Pubblicato da Guanda nel luglio 2021, La ripetizione di Peter Handke (edizione originale nel 1986) prosegue l’opera di recupero da parte dell’autore austriaco del legame con le sue origini slovene iniziato nel 1972 con Infelicità senza desiderio, breve romanzo in cui lo scrittore Premio Nobel fa i conti con la perdita della madre e, dunque, con le sue radici.
Il protagonista di La ripetizione è Filip Kobal, ragazzo austriaco di origini slovene proveniente da Rinkenberg, nel Land austriaco della Carinzia, ai confini con la Slovenia. La scomparsa del fratello durante la Seconda Guerra Mondiale costituisce l’occasione per il giovane di compiere un viaggio verso l’allora Jugoslavia – "un paese di pace dove noi, la famiglia Kobal, avremmo potuto essere finalmente e stabilmente quelli che eravamo" – non solo per rintracciare le origini dei propri avi, ma anche per trovare il proprio posto nel mondo, per cercare la propria identità.
Filip Kobal, austriaco di origini slovene, a vent'anni si mette in viaggio alla ricerca del fratello, scomparso nell'ultimo conflitto mondiale. Il suo itinerario si snoda dalla Carinzia al Carso, nelle terre tra Austria e Iugoslavia che una volta facevano parte del grande impero.
Per comprendere al meglio questo romanzo bisogna pensare al titolo originale e al suo significato: Die Wiederholung. Questo termine non vuol dire soltanto "ripetizione", ma anche "ripresa". Il significato bivalente della parola tedesca è significativo della condizione di Filip. Egli, infatti, è costretto a un eterno vagare alla ricerca di una riconciliazione tra le sue origini austriache e quelle slovene. Nel momento in cui pensa di aver trovato un luogo che può chiamare casa, si sente subito straniero e deve ricominciare tutto da capo per riprendere il legame con le sue radici. Ripensando alla sua esperienza, al tirocinio e ai suoi viaggi da pendolare verso il liceo, il protagonista afferma che casa sua era diventata "il viaggiare, l’aspettare alle fermate e alle stazioni, l’esser-per-strada". Filip è, quindi, espressione di una "natura confinaria" e "un’esistenza marginale", che lo fanno sentire fuori posto, ma con cui deve fare pace per riuscire a trovare se stesso.

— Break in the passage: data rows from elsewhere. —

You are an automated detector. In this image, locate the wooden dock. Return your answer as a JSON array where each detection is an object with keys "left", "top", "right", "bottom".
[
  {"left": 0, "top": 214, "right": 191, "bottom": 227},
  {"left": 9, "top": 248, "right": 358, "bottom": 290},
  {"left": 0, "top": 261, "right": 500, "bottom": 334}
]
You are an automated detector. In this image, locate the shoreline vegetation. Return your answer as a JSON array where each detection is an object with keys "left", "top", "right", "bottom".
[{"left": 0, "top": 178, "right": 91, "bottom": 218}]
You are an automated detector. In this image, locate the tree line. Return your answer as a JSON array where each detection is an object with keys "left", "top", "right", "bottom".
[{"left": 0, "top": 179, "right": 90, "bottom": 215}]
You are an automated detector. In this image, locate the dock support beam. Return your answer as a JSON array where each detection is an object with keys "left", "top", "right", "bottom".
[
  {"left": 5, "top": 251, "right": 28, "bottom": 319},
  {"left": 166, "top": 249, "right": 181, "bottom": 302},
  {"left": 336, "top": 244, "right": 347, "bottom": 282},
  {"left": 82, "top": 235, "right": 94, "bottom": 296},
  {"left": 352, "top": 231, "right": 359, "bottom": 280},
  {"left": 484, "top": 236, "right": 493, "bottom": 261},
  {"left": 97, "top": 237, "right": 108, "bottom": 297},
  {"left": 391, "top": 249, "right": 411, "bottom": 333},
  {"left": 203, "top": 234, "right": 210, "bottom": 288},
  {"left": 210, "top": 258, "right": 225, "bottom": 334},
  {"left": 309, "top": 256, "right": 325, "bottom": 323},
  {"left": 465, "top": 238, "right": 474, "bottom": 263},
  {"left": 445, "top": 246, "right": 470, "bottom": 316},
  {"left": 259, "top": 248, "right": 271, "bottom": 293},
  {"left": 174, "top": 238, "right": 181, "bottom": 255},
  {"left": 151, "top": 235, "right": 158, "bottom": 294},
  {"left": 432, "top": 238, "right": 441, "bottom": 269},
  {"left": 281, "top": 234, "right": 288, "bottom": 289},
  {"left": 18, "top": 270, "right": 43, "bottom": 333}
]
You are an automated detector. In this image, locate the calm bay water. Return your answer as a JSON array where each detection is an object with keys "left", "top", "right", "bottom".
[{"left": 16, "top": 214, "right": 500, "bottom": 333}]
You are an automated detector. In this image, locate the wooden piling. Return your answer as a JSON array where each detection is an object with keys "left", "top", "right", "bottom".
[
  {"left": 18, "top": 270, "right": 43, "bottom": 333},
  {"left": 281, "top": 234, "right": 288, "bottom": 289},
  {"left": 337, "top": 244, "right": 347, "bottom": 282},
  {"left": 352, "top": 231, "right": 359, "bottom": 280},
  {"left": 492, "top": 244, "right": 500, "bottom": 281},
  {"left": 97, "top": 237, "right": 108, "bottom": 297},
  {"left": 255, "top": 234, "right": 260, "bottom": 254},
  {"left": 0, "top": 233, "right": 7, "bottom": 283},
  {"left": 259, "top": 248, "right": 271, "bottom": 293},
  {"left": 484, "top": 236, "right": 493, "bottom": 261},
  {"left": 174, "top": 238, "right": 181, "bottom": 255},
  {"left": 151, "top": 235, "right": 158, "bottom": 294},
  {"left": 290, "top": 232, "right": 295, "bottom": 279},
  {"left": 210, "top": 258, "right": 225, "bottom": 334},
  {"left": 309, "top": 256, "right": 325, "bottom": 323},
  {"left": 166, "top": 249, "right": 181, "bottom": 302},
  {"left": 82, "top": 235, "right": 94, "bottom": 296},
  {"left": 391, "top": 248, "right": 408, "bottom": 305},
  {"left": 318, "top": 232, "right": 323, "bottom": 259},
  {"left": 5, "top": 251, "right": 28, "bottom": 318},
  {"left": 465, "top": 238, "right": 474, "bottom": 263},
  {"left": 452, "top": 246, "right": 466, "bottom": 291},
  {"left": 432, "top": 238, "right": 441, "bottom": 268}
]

La ripetizione, inoltre, presenta un forte intento metanarrativo. La storia, infatti, alterna i ricordi di Filip relativi alla sua infanzia e adolescenza ai pensieri su suo fratello e i suoi familiari, oltre alle riflessioni sulla scrittura, in cui si può riconoscere lo stesso Peter Handke. Le considerazioni fatte da Filip servono a tematizzare la difficoltà dell'autore di confrontarsi con la memoria del passato e delle origini – difficoltà riscontrata nel già citato Infelicità senza desiderio – e l’incapacità della scrittura di rendere in maniera autentica i ricordi, poiché sempre soggetti alla manipolazione della narrazione.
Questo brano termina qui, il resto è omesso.